Tectonic‒Thermal Coupling Metallogenic Models of Tethys Himalaya Pb‒Zn‒Sb‒Au Belt in Post-Collisional Stage

Abstract

Crustal-scale extensions occurred in the Tibetan Plateau during the post-collision stage, and leucogranites, N–S and E–W faults and other tectonic-thermal events were developed in Tethys Himalaya, which formed a series of Pb–Zn–Sb–Au polymetallic deposits. The ore deposit may be distributed around the dome (with core of leucogranites), or along the N–S and E–W faults. Due to the lack of deep geophysical data, many different genesises of mineral deposit have been proposed by predecessors. This paper establishes the spatial relationship of deep tectonic-thermal events in the Tethys Himalaya Pb–Zn–Sb–Au belt by the N–S magnetotelluric (MT) profiles covering Cuonadong dome, the Southern Tibet Detachment System (STDS) and other tectonic-thermal events (length: 72 km, the basic point distance: 1 km): (a) a partial melting body was observed about 15 km below the Tethys Himalayan, which intruded in the form of leucogranites and formed domes; (b) the STDS and its secondary faults extended to deep the partial melting body. In combination of time relationship of tectonic-thermal events, a view has been presents that the Tethys Himalaya Pb–Zn–Sb–Au belt was formed in one tectonic‒thermal coupling metallogenic system in the post-collision stage. Two types of metallogenic models were formed based on whether the partial melting intruded or not: (a) the tectonic‒thermal coupling metallogenic model of leucogranites and the surrounding detachment faults of the dome (partial melting intruded in the form of leucogranites which driven ore-forming fluid to migrate in the surrounding detachment faults); (b) the tectonic‒thermal coupling metallogenic model of non-intruded partial melting and fault systems (under the extension stress, the N–S extension of Tibetan Plateau had formed the STDS and its secondary fault faults that extended to the partial melting body).

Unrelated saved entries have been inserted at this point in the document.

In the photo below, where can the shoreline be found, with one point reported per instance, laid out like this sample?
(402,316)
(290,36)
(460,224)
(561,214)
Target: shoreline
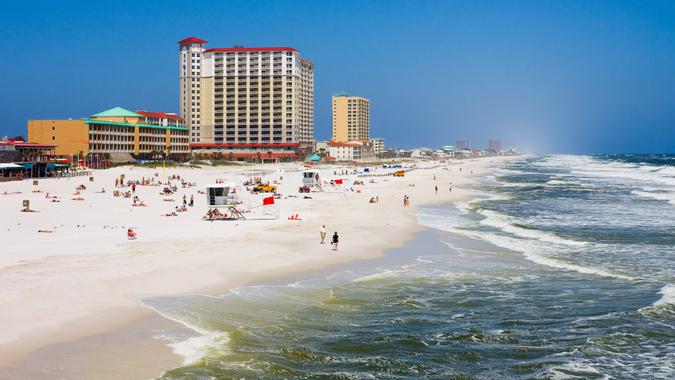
(128,319)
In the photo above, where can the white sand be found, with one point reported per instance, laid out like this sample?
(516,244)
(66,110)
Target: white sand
(86,278)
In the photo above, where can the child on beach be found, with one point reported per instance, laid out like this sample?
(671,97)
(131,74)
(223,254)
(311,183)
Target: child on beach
(335,241)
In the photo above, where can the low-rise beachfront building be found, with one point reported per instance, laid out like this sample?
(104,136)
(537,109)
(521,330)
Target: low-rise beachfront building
(351,151)
(19,158)
(117,132)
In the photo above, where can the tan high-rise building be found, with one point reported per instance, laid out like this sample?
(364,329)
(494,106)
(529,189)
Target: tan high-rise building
(246,102)
(351,118)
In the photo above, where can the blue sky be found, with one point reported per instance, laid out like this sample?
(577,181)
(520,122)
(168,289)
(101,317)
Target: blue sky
(545,76)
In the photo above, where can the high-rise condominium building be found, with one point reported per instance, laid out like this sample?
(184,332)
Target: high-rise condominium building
(351,118)
(244,101)
(495,145)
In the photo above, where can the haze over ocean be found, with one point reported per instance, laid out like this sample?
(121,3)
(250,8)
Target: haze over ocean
(567,76)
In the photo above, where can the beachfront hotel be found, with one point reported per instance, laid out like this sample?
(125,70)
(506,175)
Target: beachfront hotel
(247,103)
(378,145)
(351,118)
(119,132)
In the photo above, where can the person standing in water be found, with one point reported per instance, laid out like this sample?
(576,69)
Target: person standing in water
(335,241)
(322,232)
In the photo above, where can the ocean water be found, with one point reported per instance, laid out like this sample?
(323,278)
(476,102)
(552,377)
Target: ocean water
(564,268)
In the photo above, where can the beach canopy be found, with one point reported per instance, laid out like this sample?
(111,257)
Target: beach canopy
(224,184)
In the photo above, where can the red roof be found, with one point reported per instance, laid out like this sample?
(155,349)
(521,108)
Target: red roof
(159,115)
(243,49)
(23,144)
(343,144)
(191,40)
(209,145)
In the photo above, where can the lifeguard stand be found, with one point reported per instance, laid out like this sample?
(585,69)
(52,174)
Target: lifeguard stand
(311,179)
(224,196)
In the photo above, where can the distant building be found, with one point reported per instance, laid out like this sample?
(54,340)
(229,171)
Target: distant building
(378,145)
(351,118)
(449,150)
(351,151)
(495,145)
(463,144)
(115,131)
(242,102)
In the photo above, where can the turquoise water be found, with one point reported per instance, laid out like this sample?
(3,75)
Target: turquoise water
(563,269)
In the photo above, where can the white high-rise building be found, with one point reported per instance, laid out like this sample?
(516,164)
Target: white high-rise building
(247,102)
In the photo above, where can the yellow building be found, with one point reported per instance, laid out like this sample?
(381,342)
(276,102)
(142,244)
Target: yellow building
(115,131)
(351,118)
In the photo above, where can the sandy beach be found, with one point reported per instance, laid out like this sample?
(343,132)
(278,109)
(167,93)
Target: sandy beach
(71,278)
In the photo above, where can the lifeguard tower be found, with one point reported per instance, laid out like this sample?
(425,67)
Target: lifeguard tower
(311,180)
(224,196)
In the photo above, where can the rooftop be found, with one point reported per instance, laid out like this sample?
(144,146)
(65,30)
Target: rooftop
(245,49)
(160,115)
(191,40)
(117,112)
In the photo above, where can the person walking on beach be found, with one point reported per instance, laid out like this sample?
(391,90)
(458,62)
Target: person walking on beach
(322,233)
(335,241)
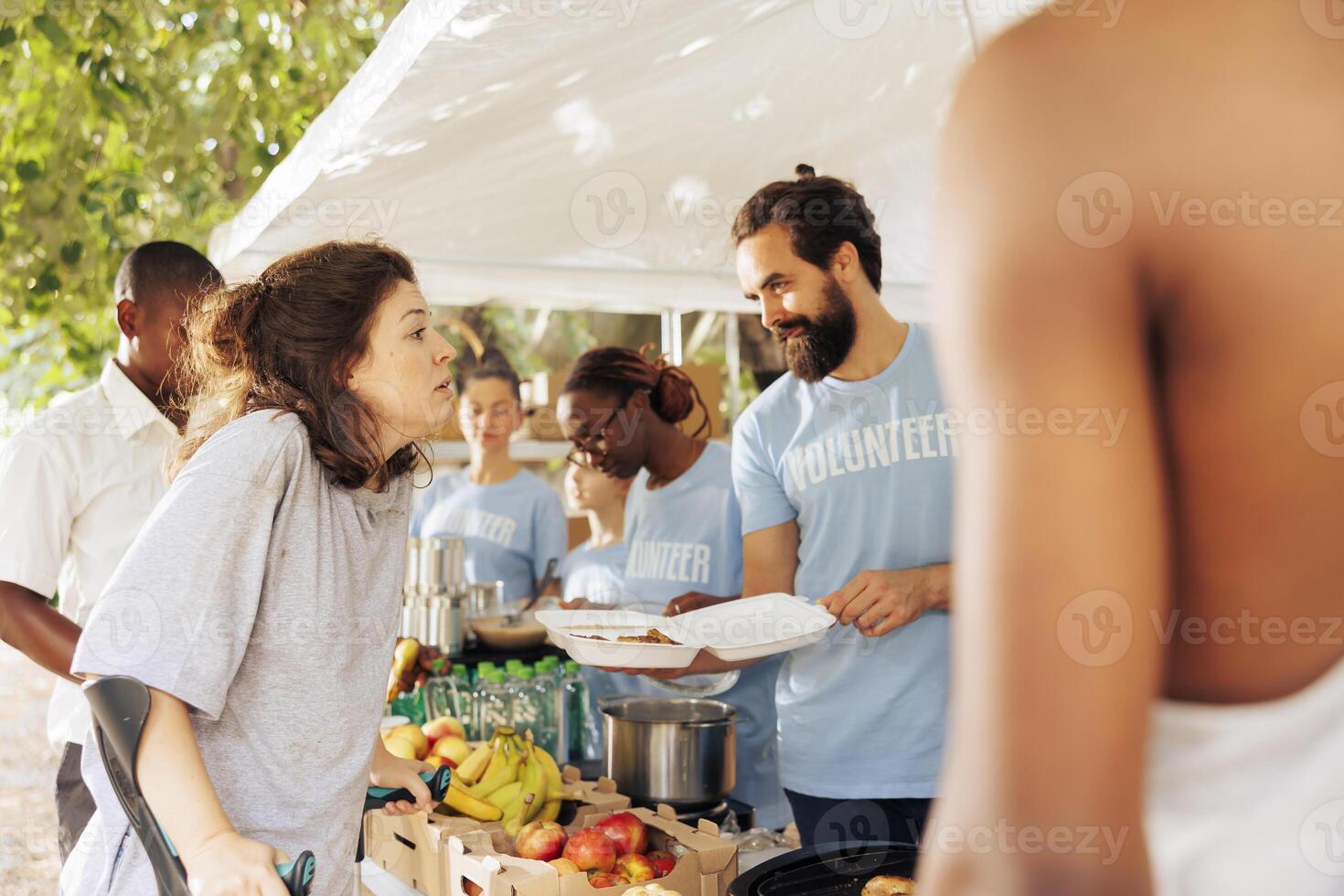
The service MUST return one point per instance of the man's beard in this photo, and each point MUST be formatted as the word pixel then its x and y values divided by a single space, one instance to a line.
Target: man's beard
pixel 823 343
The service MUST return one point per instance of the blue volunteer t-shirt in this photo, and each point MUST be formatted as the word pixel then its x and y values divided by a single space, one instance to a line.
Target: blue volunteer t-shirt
pixel 687 536
pixel 594 574
pixel 684 536
pixel 866 470
pixel 511 528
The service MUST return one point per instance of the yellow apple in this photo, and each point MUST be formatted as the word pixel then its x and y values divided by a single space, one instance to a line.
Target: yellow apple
pixel 443 727
pixel 452 749
pixel 400 747
pixel 413 735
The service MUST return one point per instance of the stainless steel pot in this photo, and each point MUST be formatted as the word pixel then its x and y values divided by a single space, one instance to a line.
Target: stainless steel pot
pixel 671 750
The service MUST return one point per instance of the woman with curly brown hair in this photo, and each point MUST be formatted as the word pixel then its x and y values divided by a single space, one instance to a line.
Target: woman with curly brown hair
pixel 683 532
pixel 261 601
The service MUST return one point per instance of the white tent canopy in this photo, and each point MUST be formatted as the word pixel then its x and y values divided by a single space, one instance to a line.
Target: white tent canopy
pixel 592 154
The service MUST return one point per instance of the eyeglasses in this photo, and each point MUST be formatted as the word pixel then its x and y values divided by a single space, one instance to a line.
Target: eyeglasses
pixel 586 446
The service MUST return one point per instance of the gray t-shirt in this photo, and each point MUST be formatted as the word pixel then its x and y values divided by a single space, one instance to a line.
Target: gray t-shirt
pixel 268 600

This results in instantaneous low pressure, which decoupled the partial melting body and magmatic fluid and drove magmatic fluid and deep formation fluid to flow into fault system. Finally, the two fluids were mixed with atmospheric water to form ore. Also a hydrodinamical model for the long distance migration of ore-forming fluid along the fault systems within the Tethys Himalaya Pb–Zn–Sb–Au belt has been established. This study will provide a reference for subsequent geophysical prospecting in the belt.